I have a data frame as shown in Image, what I want to do is to take the mean along the column 'trial'. It for every subject, condition and sample (when all these three columns has value one), take average of data along column trial (100 rows).
what I have done in pandas is as following
sub_erp_pd= pd.DataFrame()
for j in range(1,4):
sub_c=subp[subp['condition']==j]
for i in range(1,3073):
sub_erp_pd=sub_erp_pd.append(sub_c[sub_c['sample']==i].mean(),ignore_index=True)
But this take alot of time.. So i am thinking to use dask instead of Pandas. But in dask i am having issue in creating an empty data frame. Like we create an empty data frame in pandas and append data to it.

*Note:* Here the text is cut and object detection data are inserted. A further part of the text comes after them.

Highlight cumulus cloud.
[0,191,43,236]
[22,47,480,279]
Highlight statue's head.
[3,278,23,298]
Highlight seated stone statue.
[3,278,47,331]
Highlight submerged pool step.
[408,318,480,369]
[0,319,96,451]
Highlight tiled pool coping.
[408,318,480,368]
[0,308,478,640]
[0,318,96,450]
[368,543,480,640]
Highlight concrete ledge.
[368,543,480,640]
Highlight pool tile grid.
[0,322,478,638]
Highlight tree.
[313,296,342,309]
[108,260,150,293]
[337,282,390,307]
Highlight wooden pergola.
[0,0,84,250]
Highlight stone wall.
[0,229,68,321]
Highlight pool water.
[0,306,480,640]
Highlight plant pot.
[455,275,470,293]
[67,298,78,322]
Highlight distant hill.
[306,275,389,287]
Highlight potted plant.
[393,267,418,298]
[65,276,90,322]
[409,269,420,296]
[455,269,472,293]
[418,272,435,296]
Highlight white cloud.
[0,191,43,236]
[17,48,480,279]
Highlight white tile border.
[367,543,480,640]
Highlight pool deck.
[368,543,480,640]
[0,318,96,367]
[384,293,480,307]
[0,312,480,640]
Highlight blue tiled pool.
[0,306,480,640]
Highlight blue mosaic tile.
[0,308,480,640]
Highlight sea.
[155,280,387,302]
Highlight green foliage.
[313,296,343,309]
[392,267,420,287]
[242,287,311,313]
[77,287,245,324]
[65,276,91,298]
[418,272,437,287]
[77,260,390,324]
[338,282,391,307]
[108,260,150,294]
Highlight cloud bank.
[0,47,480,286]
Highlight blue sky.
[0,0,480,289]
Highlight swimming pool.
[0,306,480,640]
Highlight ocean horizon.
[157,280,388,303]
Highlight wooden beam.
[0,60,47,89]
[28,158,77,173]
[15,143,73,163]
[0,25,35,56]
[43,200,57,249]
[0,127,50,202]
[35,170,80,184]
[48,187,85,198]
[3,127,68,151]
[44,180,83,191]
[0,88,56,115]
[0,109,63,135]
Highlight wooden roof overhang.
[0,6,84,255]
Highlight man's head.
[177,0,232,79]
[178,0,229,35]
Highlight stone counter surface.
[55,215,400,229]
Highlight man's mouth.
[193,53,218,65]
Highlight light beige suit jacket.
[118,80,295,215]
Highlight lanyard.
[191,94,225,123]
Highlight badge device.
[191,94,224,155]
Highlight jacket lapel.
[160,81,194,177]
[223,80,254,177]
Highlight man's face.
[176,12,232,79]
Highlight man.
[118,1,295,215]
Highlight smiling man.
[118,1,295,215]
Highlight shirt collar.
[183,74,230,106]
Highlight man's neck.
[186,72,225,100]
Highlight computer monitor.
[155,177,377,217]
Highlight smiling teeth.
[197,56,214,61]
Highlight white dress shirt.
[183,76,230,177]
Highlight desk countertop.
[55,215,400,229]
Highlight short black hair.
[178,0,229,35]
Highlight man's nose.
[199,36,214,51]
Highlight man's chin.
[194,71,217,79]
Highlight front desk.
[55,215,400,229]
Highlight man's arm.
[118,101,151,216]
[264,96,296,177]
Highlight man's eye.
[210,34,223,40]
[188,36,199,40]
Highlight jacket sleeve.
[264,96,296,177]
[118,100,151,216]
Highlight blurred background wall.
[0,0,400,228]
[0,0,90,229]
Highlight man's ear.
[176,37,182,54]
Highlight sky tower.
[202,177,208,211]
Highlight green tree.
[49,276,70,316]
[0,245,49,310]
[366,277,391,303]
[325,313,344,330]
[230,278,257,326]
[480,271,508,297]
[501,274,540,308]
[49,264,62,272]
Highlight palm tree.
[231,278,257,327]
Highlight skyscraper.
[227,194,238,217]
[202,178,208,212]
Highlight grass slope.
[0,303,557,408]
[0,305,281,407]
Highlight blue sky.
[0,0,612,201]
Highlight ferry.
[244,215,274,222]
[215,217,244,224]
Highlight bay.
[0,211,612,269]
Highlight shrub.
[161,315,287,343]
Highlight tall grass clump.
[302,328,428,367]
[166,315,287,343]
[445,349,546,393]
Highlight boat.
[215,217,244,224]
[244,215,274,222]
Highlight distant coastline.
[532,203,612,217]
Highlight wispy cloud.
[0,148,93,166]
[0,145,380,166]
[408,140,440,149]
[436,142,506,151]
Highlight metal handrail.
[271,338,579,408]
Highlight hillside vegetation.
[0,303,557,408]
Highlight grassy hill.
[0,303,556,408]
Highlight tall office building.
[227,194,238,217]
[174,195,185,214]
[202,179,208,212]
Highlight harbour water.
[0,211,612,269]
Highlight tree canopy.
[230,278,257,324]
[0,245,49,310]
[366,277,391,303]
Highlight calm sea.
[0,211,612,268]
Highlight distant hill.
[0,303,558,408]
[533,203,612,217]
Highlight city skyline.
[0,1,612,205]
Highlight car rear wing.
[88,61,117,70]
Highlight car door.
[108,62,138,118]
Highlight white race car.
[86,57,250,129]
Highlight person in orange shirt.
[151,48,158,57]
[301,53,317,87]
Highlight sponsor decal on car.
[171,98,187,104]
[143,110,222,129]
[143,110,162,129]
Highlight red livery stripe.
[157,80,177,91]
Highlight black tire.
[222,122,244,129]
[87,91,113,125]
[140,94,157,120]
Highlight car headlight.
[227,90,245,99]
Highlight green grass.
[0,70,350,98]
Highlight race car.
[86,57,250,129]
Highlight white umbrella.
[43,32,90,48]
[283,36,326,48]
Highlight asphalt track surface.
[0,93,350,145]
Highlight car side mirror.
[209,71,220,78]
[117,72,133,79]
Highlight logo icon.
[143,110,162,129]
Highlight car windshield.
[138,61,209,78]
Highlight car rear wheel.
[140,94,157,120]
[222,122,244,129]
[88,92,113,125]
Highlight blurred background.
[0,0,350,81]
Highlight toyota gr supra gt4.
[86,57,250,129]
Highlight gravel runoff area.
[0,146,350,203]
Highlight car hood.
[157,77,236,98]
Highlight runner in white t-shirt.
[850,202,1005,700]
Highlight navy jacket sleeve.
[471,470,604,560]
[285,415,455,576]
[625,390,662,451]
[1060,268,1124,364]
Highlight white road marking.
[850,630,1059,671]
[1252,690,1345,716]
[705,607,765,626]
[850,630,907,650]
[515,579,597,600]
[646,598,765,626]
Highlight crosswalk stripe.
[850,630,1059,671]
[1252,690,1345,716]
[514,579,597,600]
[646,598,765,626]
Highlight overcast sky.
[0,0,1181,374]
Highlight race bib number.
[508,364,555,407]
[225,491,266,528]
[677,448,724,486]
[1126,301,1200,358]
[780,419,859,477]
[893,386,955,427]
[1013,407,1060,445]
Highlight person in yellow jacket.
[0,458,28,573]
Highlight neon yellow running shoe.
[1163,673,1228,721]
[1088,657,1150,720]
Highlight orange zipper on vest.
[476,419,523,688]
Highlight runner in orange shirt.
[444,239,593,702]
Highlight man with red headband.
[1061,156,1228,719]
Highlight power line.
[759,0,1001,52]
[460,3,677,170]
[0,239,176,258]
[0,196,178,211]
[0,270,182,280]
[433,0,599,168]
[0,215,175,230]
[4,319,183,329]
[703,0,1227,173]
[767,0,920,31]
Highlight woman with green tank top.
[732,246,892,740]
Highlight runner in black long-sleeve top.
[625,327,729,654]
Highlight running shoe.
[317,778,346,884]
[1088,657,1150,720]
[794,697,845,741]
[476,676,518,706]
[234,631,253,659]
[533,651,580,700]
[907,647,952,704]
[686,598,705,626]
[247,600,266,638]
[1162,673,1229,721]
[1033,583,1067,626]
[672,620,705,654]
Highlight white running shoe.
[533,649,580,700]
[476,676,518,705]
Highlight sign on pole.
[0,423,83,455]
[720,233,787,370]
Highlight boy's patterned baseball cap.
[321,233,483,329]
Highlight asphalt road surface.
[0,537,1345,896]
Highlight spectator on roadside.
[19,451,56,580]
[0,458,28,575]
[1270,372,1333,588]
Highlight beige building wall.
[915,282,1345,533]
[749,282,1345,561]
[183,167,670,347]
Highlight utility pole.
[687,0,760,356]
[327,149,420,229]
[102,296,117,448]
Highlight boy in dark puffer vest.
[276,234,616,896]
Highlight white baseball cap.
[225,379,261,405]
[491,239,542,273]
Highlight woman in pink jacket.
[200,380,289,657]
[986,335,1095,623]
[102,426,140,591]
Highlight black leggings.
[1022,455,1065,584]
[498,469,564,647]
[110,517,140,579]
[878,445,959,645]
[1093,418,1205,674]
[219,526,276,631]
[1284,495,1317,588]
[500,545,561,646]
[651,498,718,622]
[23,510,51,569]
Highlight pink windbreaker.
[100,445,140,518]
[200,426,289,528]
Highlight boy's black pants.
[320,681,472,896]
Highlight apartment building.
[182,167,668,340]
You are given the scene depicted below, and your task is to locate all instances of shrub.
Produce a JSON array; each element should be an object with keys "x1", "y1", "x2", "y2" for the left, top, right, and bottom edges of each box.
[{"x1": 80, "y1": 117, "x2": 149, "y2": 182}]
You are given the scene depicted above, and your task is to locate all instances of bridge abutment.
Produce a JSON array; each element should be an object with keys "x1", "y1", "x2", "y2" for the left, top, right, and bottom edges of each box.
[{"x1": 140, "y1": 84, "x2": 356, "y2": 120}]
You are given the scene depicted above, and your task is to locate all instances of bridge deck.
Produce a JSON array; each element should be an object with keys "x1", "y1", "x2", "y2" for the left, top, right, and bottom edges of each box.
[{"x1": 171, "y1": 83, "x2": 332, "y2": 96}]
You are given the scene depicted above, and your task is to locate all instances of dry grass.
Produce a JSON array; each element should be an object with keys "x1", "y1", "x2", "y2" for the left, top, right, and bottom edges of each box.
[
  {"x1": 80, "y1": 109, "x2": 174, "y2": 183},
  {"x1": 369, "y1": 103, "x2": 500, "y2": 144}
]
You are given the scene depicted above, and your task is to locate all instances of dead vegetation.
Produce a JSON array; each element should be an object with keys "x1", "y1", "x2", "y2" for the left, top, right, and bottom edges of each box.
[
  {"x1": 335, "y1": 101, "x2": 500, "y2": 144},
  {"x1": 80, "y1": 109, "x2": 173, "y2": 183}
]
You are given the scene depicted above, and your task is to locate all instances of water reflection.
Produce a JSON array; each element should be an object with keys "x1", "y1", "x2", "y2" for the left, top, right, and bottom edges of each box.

as suggested by @edesz I made changes in my approach
EDIT
%%time
sub_erp=pd.DataFrame()
for subno in progressbar.progressbar(range(1,82)):
try:
sub=pd.read_csv('../input/data/{}.csv'.format(subno,subno),header=None)
except:
sub=pd.read_csv('../input/data/{}.csv'.format(subno,subno),header=None)
sub_erp=sub_erp.append(sub.groupby(['condition','sample'], as_index=False).mean())
Reading a file using pandas take 13.6 seconds while reading a file using dask take 61.3 ms. But in dask, I am having trouble in appending.
NOTE - The original question was titled Create an empty dask dataframe and append values to it.